【Literature analyse】From Beginning to end: The rituals of our lives

Why ‘rituals’?

My thinking was set in motion by those who, knowing I was a parish minister for many years, asked me for advice about ceremonies and celebrations. They wanted words to use at graduations, funerals, and the welcoming of children. They inquired about grace at family meals, the reaffirmation of wedding vows, and ways to heal wounds suffered in personal conflict. People requested help with the rituals of solitude, such as meditation, prayer, and contemplation…

Rituals do not always involve words, occasions, officials, or an audience. Rituals are often silent, solitary, and self-contained. The most powerful rites of passage are reflective — when you look back on your life again and again, paying attention to the rivers you have crossed and the gates you have opened and walked on through, the thresholds you have passed over.

I see ritual when people sit together silently by an open fire.

Remembering.

As human beings have remembered for thousands and thousands of years.

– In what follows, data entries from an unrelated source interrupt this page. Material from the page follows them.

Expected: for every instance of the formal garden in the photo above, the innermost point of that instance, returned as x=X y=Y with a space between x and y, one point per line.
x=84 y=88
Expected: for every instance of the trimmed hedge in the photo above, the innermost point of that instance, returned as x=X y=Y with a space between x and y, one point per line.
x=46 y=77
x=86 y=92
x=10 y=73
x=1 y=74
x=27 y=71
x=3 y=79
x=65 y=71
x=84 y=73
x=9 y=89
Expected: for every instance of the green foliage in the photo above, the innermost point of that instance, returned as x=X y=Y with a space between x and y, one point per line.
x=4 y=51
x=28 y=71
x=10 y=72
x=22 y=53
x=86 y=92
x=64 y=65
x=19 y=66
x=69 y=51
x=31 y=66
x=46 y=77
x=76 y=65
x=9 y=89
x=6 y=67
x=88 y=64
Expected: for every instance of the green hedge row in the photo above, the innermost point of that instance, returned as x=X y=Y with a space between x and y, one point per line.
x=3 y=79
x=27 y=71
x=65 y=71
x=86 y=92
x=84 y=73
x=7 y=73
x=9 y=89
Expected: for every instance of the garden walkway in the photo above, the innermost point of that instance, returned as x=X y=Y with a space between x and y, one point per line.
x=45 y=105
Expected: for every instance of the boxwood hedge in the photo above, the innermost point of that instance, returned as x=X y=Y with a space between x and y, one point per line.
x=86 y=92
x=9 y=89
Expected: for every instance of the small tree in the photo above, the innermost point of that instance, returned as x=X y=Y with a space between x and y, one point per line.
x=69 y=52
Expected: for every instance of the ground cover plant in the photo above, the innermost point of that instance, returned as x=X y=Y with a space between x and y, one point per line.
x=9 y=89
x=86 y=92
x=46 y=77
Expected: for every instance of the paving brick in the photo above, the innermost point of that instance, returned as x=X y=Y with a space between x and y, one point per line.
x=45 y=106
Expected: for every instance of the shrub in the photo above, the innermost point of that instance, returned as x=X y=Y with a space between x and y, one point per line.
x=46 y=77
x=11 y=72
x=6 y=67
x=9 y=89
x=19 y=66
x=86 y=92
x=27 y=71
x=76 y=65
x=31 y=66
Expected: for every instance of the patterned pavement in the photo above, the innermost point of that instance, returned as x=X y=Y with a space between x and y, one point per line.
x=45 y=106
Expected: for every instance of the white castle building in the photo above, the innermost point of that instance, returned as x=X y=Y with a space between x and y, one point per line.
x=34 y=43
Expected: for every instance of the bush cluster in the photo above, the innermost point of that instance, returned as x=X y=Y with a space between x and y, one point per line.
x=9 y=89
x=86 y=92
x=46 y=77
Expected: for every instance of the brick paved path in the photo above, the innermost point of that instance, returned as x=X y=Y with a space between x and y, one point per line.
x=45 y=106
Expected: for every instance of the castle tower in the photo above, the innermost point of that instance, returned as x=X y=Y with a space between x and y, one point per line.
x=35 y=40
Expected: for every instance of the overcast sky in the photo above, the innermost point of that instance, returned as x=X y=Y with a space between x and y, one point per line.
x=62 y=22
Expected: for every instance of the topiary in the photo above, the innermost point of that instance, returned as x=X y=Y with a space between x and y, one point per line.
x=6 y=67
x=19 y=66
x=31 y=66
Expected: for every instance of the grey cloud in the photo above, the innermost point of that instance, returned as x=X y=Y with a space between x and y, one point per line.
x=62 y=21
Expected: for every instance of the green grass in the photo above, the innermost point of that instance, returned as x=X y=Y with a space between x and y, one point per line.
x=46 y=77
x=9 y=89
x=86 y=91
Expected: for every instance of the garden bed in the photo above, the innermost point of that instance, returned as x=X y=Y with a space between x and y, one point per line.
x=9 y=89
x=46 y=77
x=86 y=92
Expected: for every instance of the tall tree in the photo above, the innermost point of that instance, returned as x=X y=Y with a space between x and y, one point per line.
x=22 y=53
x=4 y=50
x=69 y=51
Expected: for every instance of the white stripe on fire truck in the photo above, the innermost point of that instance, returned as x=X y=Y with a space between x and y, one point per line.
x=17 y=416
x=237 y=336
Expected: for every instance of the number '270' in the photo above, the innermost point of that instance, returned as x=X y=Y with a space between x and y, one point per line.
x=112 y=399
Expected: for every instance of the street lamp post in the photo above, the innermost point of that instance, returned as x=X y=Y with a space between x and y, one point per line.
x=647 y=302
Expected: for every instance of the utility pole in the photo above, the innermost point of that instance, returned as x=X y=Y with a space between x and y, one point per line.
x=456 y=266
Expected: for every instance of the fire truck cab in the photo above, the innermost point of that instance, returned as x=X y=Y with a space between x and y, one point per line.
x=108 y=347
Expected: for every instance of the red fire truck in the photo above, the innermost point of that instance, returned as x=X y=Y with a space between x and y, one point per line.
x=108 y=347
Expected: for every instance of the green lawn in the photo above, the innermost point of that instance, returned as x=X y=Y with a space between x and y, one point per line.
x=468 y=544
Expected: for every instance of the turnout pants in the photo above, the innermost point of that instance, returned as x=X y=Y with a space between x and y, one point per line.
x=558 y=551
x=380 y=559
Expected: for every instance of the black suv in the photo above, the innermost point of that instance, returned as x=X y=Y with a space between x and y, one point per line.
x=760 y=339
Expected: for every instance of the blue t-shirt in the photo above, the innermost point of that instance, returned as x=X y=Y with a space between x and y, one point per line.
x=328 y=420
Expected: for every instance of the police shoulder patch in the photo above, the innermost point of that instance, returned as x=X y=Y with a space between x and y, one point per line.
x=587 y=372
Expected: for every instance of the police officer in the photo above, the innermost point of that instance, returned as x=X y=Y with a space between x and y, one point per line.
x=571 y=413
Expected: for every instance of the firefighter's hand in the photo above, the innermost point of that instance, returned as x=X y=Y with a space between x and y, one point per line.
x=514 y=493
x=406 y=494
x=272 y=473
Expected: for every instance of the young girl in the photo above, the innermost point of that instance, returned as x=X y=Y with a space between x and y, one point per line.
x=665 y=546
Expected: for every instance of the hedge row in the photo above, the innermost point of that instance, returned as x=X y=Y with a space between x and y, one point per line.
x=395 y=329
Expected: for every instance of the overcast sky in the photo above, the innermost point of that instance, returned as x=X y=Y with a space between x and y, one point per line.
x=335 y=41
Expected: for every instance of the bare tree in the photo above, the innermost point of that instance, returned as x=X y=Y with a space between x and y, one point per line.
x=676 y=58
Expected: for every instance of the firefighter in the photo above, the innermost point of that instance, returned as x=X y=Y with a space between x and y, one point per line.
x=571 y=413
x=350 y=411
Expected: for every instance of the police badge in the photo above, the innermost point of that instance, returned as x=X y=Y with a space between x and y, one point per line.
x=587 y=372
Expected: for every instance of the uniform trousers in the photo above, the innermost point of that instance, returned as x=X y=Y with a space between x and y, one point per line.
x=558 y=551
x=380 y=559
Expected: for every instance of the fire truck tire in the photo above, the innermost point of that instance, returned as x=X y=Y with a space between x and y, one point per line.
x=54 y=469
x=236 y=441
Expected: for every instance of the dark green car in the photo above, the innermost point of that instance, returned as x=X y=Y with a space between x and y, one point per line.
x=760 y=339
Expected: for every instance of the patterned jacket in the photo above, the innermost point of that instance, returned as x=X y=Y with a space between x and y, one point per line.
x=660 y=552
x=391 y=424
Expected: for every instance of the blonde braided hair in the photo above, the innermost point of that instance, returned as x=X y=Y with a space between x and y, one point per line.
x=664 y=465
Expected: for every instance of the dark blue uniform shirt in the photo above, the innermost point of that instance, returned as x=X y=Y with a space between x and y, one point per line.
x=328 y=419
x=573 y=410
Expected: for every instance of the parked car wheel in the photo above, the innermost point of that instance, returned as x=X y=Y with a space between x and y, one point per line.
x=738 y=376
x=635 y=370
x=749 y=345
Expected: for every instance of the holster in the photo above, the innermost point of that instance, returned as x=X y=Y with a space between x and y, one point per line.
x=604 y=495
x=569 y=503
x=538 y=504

Robert Fulghum From Beginning to end: The rituals of our lives, Chapter Once

My understanding:

【Literature analyse】Narratives for a New belonging

It is crucial that the migrant should be able to find space to construct an identity that can accommodate what he or she once was and is now supposed to be: an identity that is somewhere in-between. This is true also for those who now find themselves actively marginalised/minoritised in societies where they have long been settled.

Are we prepared to acknowledge that the in-betweenness of migrant identities, in the literal and metaphorical sense, both calls up, and calls into question, existing referential notions of cultural authenticity and traditional, stable identity?

Fanon whose writings made the post-colonial perspective possible: ‘In the world through which I travel, I am endlessly creating myself … And it is by going beyond the historical, instrumental hypothesis that I will initiate my cycle of freedom’ (1986: 229–31).

Narratives for a New Belonging — Roger Bromley

My understanding:

For immigrants, when you come into contact with a new culture, you can easily feel lost in the first place, and you will also be caught in a cultural gap. You should try to combine two different cultures and use your own understanding to create new cultural products. This can be private, but when private interest becomes a trend, it becomes a new creation.

The most direct expression of personal interests, tastes, and habits is through people’s daily rituals or the sense of ritual in important cultural activities.

【Analyse】Self observation of diasporic culture

I started living in London in 2017 till now, I realize there is a large amount of Chinese who come overseas to study or make a living every year. What role this experience plays in our lives is the question I always want to explore.

London is a wonderful city, it embraces all kinds of cultures, and cultural diversity is fully reflected here. I have observed an interesting phenomenon: the more people participate in cultural communication, the more in-depth and detailed their observations of their traditional culture are. Under such circumstances, people can have more inspiration and intervention about their nations and selves, which can be some comfort for lonely people living foreign land.